Those clauses are not enforced in most cases.
They are there to prevent ribbon development.
They are intended to stop developers building one off houses in rural areas and then selling them on.
MAny PP are dependent on showing a housing need, having a particular need to live in a certain area etc.
If you meet those criteria and you intend to live in the house for a reasonable amount of time you would most likely not be penalised should you need to sell your house in the future.
If down the line your job moved, you could not pay the mortgage or whatever they would not enfore the PP condition.
If after a few months you decided to move I think there would be legal implications alright.


----------



## construct_06 (28 Sep 2006)

*Re: Planning Permission occupancy clause: Are there penalties for selling inside 7 ye*

if after living in the house for a reasonable amount of time and you find your circumstances have changed (ie. you are moving because of your job, or want to sell because you cannot afford house repayments etc.....) you can apply to the Co.
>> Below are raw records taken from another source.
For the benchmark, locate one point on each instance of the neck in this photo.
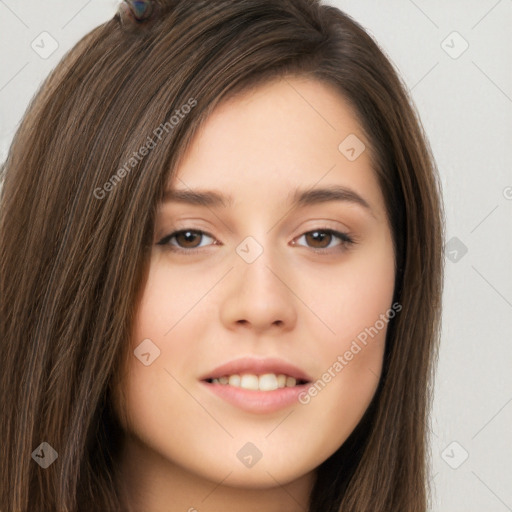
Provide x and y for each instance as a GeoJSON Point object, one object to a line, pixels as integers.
{"type": "Point", "coordinates": [149, 482]}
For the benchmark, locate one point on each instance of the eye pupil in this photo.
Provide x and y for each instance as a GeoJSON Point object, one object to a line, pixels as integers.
{"type": "Point", "coordinates": [187, 235]}
{"type": "Point", "coordinates": [319, 236]}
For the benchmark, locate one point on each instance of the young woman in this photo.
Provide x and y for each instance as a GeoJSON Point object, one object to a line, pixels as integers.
{"type": "Point", "coordinates": [221, 238]}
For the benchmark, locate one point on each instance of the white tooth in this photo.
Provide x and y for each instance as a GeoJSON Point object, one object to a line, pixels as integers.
{"type": "Point", "coordinates": [290, 382]}
{"type": "Point", "coordinates": [249, 381]}
{"type": "Point", "coordinates": [234, 380]}
{"type": "Point", "coordinates": [268, 382]}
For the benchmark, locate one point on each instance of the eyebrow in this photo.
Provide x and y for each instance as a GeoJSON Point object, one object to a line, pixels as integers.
{"type": "Point", "coordinates": [299, 197]}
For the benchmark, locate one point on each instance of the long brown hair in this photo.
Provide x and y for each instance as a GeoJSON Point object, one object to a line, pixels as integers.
{"type": "Point", "coordinates": [76, 232]}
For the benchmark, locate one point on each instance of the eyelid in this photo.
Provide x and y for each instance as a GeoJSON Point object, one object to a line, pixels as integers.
{"type": "Point", "coordinates": [346, 239]}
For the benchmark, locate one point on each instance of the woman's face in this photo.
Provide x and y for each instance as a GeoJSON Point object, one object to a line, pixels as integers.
{"type": "Point", "coordinates": [262, 287]}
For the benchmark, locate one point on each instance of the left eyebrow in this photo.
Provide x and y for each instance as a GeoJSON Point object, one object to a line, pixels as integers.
{"type": "Point", "coordinates": [299, 197]}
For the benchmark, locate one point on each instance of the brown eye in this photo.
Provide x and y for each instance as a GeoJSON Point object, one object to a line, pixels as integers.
{"type": "Point", "coordinates": [321, 239]}
{"type": "Point", "coordinates": [186, 239]}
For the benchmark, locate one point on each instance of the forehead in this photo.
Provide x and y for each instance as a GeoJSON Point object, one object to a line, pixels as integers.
{"type": "Point", "coordinates": [275, 138]}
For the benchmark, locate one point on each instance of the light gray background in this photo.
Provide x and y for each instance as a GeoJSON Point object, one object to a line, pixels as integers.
{"type": "Point", "coordinates": [465, 102]}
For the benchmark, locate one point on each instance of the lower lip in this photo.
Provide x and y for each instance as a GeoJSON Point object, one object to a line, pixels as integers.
{"type": "Point", "coordinates": [257, 401]}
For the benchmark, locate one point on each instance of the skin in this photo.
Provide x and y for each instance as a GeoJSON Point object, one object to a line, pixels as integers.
{"type": "Point", "coordinates": [205, 309]}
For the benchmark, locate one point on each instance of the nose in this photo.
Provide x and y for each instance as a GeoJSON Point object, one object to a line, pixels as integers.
{"type": "Point", "coordinates": [259, 296]}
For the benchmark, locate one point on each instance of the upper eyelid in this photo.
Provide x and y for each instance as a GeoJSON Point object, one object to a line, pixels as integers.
{"type": "Point", "coordinates": [336, 233]}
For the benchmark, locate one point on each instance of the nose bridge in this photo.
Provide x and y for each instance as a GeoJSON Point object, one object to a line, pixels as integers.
{"type": "Point", "coordinates": [259, 296]}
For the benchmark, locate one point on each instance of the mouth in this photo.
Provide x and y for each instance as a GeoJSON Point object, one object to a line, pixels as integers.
{"type": "Point", "coordinates": [257, 385]}
{"type": "Point", "coordinates": [253, 382]}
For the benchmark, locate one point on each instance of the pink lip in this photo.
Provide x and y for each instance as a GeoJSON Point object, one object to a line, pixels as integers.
{"type": "Point", "coordinates": [257, 367]}
{"type": "Point", "coordinates": [257, 401]}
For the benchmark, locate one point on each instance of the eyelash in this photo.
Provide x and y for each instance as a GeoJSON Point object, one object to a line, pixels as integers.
{"type": "Point", "coordinates": [346, 240]}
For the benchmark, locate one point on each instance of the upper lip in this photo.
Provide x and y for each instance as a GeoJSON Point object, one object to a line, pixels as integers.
{"type": "Point", "coordinates": [255, 366]}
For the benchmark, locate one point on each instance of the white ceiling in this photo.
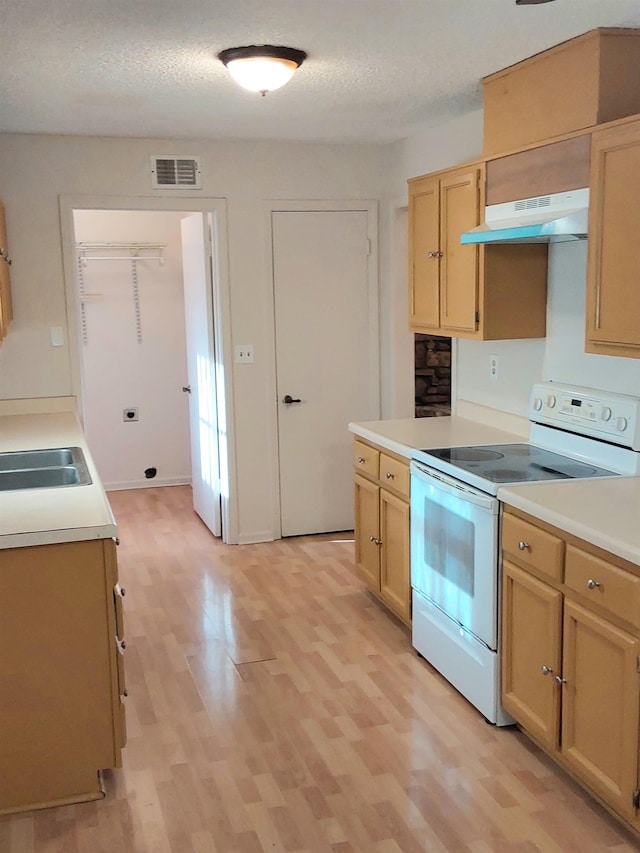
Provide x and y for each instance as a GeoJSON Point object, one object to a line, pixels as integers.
{"type": "Point", "coordinates": [376, 68]}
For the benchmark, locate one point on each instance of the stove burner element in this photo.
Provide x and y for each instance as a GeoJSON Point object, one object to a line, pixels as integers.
{"type": "Point", "coordinates": [511, 463]}
{"type": "Point", "coordinates": [507, 475]}
{"type": "Point", "coordinates": [469, 454]}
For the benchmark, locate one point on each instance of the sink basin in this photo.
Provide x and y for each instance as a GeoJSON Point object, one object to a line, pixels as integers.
{"type": "Point", "coordinates": [43, 469]}
{"type": "Point", "coordinates": [50, 458]}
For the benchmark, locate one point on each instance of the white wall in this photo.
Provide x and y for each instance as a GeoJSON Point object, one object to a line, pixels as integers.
{"type": "Point", "coordinates": [118, 370]}
{"type": "Point", "coordinates": [35, 170]}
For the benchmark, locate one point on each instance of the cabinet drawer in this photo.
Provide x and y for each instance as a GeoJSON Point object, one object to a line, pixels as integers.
{"type": "Point", "coordinates": [603, 583]}
{"type": "Point", "coordinates": [532, 546]}
{"type": "Point", "coordinates": [365, 458]}
{"type": "Point", "coordinates": [394, 474]}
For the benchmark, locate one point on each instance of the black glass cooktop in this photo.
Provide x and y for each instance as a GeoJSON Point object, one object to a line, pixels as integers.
{"type": "Point", "coordinates": [514, 463]}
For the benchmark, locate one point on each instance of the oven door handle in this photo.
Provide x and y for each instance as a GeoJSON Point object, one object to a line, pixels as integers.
{"type": "Point", "coordinates": [451, 487]}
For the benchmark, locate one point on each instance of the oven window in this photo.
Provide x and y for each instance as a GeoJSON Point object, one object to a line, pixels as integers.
{"type": "Point", "coordinates": [449, 541]}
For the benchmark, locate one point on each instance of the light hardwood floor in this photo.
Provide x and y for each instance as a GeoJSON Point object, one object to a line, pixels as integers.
{"type": "Point", "coordinates": [275, 706]}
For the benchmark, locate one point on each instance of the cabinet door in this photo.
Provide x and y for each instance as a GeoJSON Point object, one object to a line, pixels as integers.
{"type": "Point", "coordinates": [531, 643]}
{"type": "Point", "coordinates": [459, 211]}
{"type": "Point", "coordinates": [613, 306]}
{"type": "Point", "coordinates": [395, 582]}
{"type": "Point", "coordinates": [424, 262]}
{"type": "Point", "coordinates": [367, 530]}
{"type": "Point", "coordinates": [6, 311]}
{"type": "Point", "coordinates": [601, 706]}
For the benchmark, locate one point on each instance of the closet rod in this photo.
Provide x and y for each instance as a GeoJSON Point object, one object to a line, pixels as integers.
{"type": "Point", "coordinates": [132, 246]}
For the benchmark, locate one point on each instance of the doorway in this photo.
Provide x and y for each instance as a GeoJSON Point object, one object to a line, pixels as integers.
{"type": "Point", "coordinates": [326, 347]}
{"type": "Point", "coordinates": [216, 322]}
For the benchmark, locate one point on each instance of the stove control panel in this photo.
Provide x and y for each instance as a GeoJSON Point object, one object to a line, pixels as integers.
{"type": "Point", "coordinates": [586, 411]}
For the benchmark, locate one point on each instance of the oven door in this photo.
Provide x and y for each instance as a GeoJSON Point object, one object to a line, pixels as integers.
{"type": "Point", "coordinates": [454, 550]}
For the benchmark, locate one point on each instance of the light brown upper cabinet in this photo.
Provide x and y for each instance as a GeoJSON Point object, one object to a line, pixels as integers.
{"type": "Point", "coordinates": [613, 292]}
{"type": "Point", "coordinates": [6, 311]}
{"type": "Point", "coordinates": [487, 292]}
{"type": "Point", "coordinates": [588, 80]}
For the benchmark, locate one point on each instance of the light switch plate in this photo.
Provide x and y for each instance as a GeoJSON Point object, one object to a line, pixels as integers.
{"type": "Point", "coordinates": [494, 368]}
{"type": "Point", "coordinates": [244, 354]}
{"type": "Point", "coordinates": [56, 335]}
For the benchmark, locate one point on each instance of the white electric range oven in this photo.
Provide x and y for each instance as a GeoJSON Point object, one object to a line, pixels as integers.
{"type": "Point", "coordinates": [575, 433]}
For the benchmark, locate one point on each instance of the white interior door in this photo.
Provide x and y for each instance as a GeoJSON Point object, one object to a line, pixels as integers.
{"type": "Point", "coordinates": [324, 354]}
{"type": "Point", "coordinates": [203, 417]}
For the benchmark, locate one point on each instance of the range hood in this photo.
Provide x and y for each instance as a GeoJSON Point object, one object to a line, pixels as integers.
{"type": "Point", "coordinates": [555, 218]}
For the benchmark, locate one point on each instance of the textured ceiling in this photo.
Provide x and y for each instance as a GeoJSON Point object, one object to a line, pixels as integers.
{"type": "Point", "coordinates": [376, 68]}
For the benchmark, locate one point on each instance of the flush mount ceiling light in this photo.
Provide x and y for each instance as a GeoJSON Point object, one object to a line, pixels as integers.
{"type": "Point", "coordinates": [262, 68]}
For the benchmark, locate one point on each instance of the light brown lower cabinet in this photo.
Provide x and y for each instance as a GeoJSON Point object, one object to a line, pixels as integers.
{"type": "Point", "coordinates": [381, 485]}
{"type": "Point", "coordinates": [571, 657]}
{"type": "Point", "coordinates": [62, 684]}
Co. for a dispensation or relaxation of the particular condition concerning occupancy. If the case is genuine (or at least can be demonstated to be so) there should be no problem.

Alternatively, if a potential buyer is aware of this clause when buying and they have no problem with it, you could proceed on that basis. I believe that the building and site would be in substantial compliance with planning permission and i dont think house insurance or any other insurance would be affected by not having complied with the occupancy clause. So if the buyer instructed his solicitor to ignore the clause then you could proceed with sale.

Anyway the clause would elapse after the 7 years anyway.

I cannot see how the Co. Co. could enforce this particular clause anyway.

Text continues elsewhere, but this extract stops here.